Film Festivallerinde Jüri Olmak!...

Hüseyin Kuzu

Adana ve Antalya Film Festivalleri yaklaşıyor. Festival ön ve asıl (nedense “büyük” denir!) jürilerinin seçimi ve çalışması her zaman sinemanın yakın izler çevresi tarafından merak edilen bir konudur. Bu yazımda biraz magazinsel de olsa bu konudaki geçmiş deneyimi yazmak istiyorum. (Amacım jürilerin kuruluş ve işleyiş mantığı hakkında bilgi vermek. O yüzden mümkün olduğu kadar isim ve tarih vermekten sakınacağım)

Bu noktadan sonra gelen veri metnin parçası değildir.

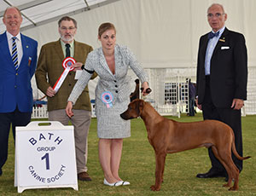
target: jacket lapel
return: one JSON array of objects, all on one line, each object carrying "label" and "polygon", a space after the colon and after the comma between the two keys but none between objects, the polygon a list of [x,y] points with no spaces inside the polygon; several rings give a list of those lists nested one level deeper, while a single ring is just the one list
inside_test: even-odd
[{"label": "jacket lapel", "polygon": [[58,55],[59,58],[62,61],[64,60],[64,54],[63,54],[62,48],[61,48],[61,39],[59,39],[57,42],[55,42],[55,53]]},{"label": "jacket lapel", "polygon": [[109,69],[108,64],[107,64],[105,56],[104,56],[104,55],[103,55],[102,49],[101,49],[99,50],[99,53],[100,53],[100,64],[101,64],[103,68],[105,68],[105,69],[108,71],[108,72],[113,78],[113,75],[112,72],[110,71],[110,69]]}]

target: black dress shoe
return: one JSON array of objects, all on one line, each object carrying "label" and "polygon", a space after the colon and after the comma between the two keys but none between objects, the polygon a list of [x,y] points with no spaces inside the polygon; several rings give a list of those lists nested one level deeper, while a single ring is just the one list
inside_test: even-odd
[{"label": "black dress shoe", "polygon": [[196,175],[196,177],[199,178],[225,177],[225,175],[223,174],[222,172],[210,170],[207,173]]}]

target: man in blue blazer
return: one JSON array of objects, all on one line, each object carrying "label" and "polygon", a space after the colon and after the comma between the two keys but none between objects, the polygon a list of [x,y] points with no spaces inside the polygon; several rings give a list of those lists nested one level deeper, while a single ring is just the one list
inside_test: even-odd
[{"label": "man in blue blazer", "polygon": [[[242,156],[241,108],[247,99],[247,54],[242,34],[228,30],[227,14],[222,5],[214,3],[207,11],[212,31],[201,37],[195,102],[202,109],[204,119],[217,119],[229,124],[235,134],[238,153]],[[209,148],[212,168],[200,178],[226,176],[224,166]],[[242,161],[233,157],[240,171]]]},{"label": "man in blue blazer", "polygon": [[26,126],[31,120],[31,78],[38,58],[38,43],[20,33],[20,10],[7,8],[3,21],[6,32],[0,35],[0,176],[8,157],[10,124],[15,139],[15,127]]}]

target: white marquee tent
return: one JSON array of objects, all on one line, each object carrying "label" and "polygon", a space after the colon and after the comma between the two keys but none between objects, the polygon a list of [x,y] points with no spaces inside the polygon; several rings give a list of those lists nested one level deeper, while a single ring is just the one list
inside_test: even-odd
[{"label": "white marquee tent", "polygon": [[[43,44],[59,38],[57,21],[62,15],[78,21],[75,39],[93,48],[101,46],[97,41],[99,25],[110,21],[117,29],[117,43],[131,48],[147,70],[163,69],[166,73],[169,70],[190,69],[195,79],[199,37],[210,31],[207,9],[213,3],[224,5],[228,14],[226,26],[246,37],[248,98],[256,113],[255,0],[1,0],[0,17],[8,5],[20,8],[24,14],[22,33],[38,41],[38,53]],[[4,31],[1,23],[0,32]],[[159,74],[157,72],[154,74]],[[153,80],[152,84],[154,83]],[[90,85],[93,96],[95,83]],[[154,91],[158,89],[151,86]]]}]

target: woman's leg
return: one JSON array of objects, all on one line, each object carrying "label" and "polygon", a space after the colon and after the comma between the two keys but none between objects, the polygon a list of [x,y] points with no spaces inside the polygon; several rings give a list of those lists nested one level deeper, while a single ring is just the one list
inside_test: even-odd
[{"label": "woman's leg", "polygon": [[112,139],[99,140],[99,159],[104,172],[104,177],[109,183],[114,183],[116,179],[111,170],[111,146]]},{"label": "woman's leg", "polygon": [[119,170],[121,161],[123,149],[123,139],[113,139],[111,144],[111,171],[113,176],[118,181],[122,179],[119,176]]}]

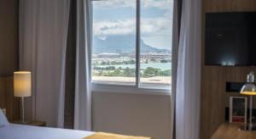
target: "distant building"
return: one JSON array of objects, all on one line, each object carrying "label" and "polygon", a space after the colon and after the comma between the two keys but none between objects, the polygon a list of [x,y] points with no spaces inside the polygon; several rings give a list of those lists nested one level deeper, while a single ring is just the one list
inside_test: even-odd
[{"label": "distant building", "polygon": [[98,58],[120,58],[121,55],[119,53],[99,53],[97,57]]}]

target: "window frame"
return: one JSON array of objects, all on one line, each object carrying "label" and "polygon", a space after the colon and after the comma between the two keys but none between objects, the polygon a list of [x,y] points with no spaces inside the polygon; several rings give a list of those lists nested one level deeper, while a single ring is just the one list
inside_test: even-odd
[{"label": "window frame", "polygon": [[[91,10],[93,9],[93,1],[105,1],[105,0],[90,0]],[[172,92],[172,84],[170,87],[163,88],[146,88],[142,87],[140,82],[140,39],[141,39],[141,2],[142,0],[136,0],[136,76],[135,76],[135,85],[123,85],[123,84],[108,84],[101,81],[93,81],[90,77],[91,90],[96,92],[113,92],[113,93],[130,93],[130,94],[149,94],[149,95],[167,95],[170,96]],[[173,10],[174,8],[172,8]],[[91,18],[93,17],[93,12],[91,12]],[[92,20],[92,19],[91,19]],[[90,22],[93,26],[93,22]],[[92,35],[92,32],[91,32]],[[92,38],[92,37],[91,37]],[[92,43],[91,43],[92,44]],[[91,48],[92,50],[92,48]],[[92,54],[90,57],[90,61],[92,60]],[[92,66],[90,62],[90,76]],[[145,83],[143,83],[145,84]],[[158,85],[158,84],[155,84]],[[160,84],[159,84],[160,85]]]}]

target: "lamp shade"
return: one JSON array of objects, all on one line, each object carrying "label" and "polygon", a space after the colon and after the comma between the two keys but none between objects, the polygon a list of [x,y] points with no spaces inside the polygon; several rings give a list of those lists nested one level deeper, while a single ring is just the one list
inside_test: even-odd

İlk jüri deneyimim yıllar önce bir ön jüride olmuştu. Şimdilerde böyle değil ama o zamanlar hep ağır ve yaşlı sinemacılar veya resmi yetkililer jüri üyesi olurdu. O yıllarda, ön jüri de olsam galiba festivaller tarihimizin en genç jüri üyesi oldum. Okuldan mezun olalı daha birkaç yıl olmuştu. Aslında bir jüri üyesi son anda işi dolayısıyla gelemediği için ben çağrılmıştım. Ama üyeliğime kimse itiraz etmemişti, çünkü 1980’li yılların ortaların çıkan tek sinema dergisi Film Market’in editörüydüm. Jüri başkanı da okuldan bir hocamdı. Sektörü güncel olarak çok yakından takip ettiğim için, Hocam, “İyi ki sen geldin” diyor, jürideki herkes jeneriklerdeki isimleri bana soruyordu. 35 filmi 12’ye indirecektik. Oylama ve tartışmalardan sonra 11 film seçtik. 12. film için iki aday vardı. Her iki filmin yönetmeni de aynıydı. Her iki film ana ödüllerde yarışacak gibi gözükmüyordu. Jürinin de, hangisi gitsin, diye net bir fikri yoktu. Ben, önerdiğim film için, “Onu gönderirsek, “Yardımcı Erkek Oyuncu Ödülü” için yarışabilir”, demiştim. Onu gönderdik ve (rahmetli) Engin İnal o ödülü almıştı. Olay kulağına gitmiş. Ödülü aldıktan sonra yanıma gelmiş, “Dikkatin için çok teşekkür ederim” demişti.

Jüri üyesi seçimleri her zaman tartışmalıdır. Beş-on sene öncesine kadar jüriler sinema kurumlarından gönderilen birer temsilciden oluşturulurdu. Bu festival yönetimlerini rahatlatan ve dışarıdan “demokratik” bir yöntem gibi anlaşılsa da, aslında pek de öyle değildi. Çünkü o yıllarda kurumlar içinde festivale yakın olan kurum(lar) pekala da jürinin oluşumu ile oynayabiliyordu. O yıllarda Bakanlık da festivallere1-2 kişi gönderiyordu. 90’lı yılların ortalarında Adana’da ipin ucu iyice kaçmıştı. Jüri üyesi sayısı yanlış hatırlamıyorsam 13-17 kişiye kadar çıkıyordu. İşin tuhafı tüzükte, jüri üyeleri değerlendirme gününe kadar kendi aralarında filmler hakkında konuşamazlar, diye tuhaf bir madde de vardı. Tabi bunu uygulamak mümkün değildi.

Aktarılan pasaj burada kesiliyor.